The Pensions and Lifetime Savings Association (PLSA) has launched a new Made Simple Guide in partnership with Herbert Smith Freehills. The free guide aims to help pension schemes become fully compliant with the EU’s General Data Protection Regulation (GDPR) by the deadline of 25 May 2018.
GDPR will completely change the landscape within which substantial processors of data – of which pension schemes are a prime example – operate. There will be no ‘phasing in’ period and the repercussions for non-compliance can be severe, with potential fines of up to EUR20 million (or 4 per cent of global annual group turnover if greater) in the event of a breach.
Nigel Peaple (pictured), Deputy Director for Defined Contribution, Lifetime Savings & Research, Pensions and Lifetime Savings Association, says: “The GDPR will have a substantial impact on our members and on other organisations within the financial sector. As a result of GDPR pension schemes can no longer take a reactive approach to data compliance, as was possible under the Data Protection Act 1998. Schemes will be required to design and implement systems on a proactive basis, to ensure that any processing activities are compliant and are backed up by good record-keeping.
“As every action that a pension scheme undertakes involves the processing of data this is sure to be a mammoth task. GDPR’s reforms, as supplemented by the provisions of the Data Protection Bill 2017, will impact every DB and DC scheme in the UK. We are very pleased that Herbert Smith Freehills were able to collaborate with us in the creation of this essential guide, and we are grateful for the hard work and expertise put in by their team.”
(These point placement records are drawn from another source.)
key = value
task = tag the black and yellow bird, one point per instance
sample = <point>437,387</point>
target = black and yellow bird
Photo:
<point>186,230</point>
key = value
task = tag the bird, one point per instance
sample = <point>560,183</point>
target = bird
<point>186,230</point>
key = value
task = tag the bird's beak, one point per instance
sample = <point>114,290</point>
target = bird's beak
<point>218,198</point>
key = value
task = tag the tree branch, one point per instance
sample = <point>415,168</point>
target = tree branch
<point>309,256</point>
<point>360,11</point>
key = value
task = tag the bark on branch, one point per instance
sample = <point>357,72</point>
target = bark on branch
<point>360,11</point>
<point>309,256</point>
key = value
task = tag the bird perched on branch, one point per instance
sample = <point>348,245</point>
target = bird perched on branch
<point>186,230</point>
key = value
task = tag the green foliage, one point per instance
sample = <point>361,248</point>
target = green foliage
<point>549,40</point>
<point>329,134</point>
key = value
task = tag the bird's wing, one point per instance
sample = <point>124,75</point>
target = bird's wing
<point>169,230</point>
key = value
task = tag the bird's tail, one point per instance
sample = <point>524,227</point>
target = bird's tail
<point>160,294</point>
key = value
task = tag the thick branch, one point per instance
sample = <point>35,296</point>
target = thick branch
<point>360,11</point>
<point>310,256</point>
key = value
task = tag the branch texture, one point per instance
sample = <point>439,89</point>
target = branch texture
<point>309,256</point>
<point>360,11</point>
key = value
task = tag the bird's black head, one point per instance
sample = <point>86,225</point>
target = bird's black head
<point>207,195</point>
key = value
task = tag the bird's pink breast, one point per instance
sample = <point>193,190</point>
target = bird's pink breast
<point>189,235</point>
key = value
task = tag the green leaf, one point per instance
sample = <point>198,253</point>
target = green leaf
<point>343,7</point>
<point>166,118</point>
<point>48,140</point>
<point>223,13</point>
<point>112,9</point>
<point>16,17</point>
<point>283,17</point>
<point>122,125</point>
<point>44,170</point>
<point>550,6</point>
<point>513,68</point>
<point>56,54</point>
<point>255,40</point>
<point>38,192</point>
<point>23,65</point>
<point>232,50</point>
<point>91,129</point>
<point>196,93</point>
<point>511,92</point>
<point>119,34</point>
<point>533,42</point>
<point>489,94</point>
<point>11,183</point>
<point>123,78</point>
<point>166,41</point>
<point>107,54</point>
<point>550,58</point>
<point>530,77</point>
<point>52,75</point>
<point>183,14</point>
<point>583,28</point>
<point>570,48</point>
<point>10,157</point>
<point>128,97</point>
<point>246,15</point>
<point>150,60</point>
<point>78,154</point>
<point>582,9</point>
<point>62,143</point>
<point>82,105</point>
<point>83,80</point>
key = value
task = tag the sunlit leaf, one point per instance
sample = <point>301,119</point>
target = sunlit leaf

Alison Brown, Global Head of Employment, Pensions and Incentives at Herbert Smith Freehills, says: “This Made Simple Guide looks to introduce and guide pension schemes through the vast, and often highly complex, data protection changes that will take effect in May 2018. There is a lot to do in order to ensure that a pension scheme is “GDPR ready” by 25 May 2018.
“Our key message to schemes and their trustees is to be thorough, keep an eye on developments (there is a lot still to come) and, given the number of workstreams and necessary involvement of third parties, to make a start as soon as possible. We hope this guide helps schemes either begin to make necessary preparation for GDPR, or to plan next steps.”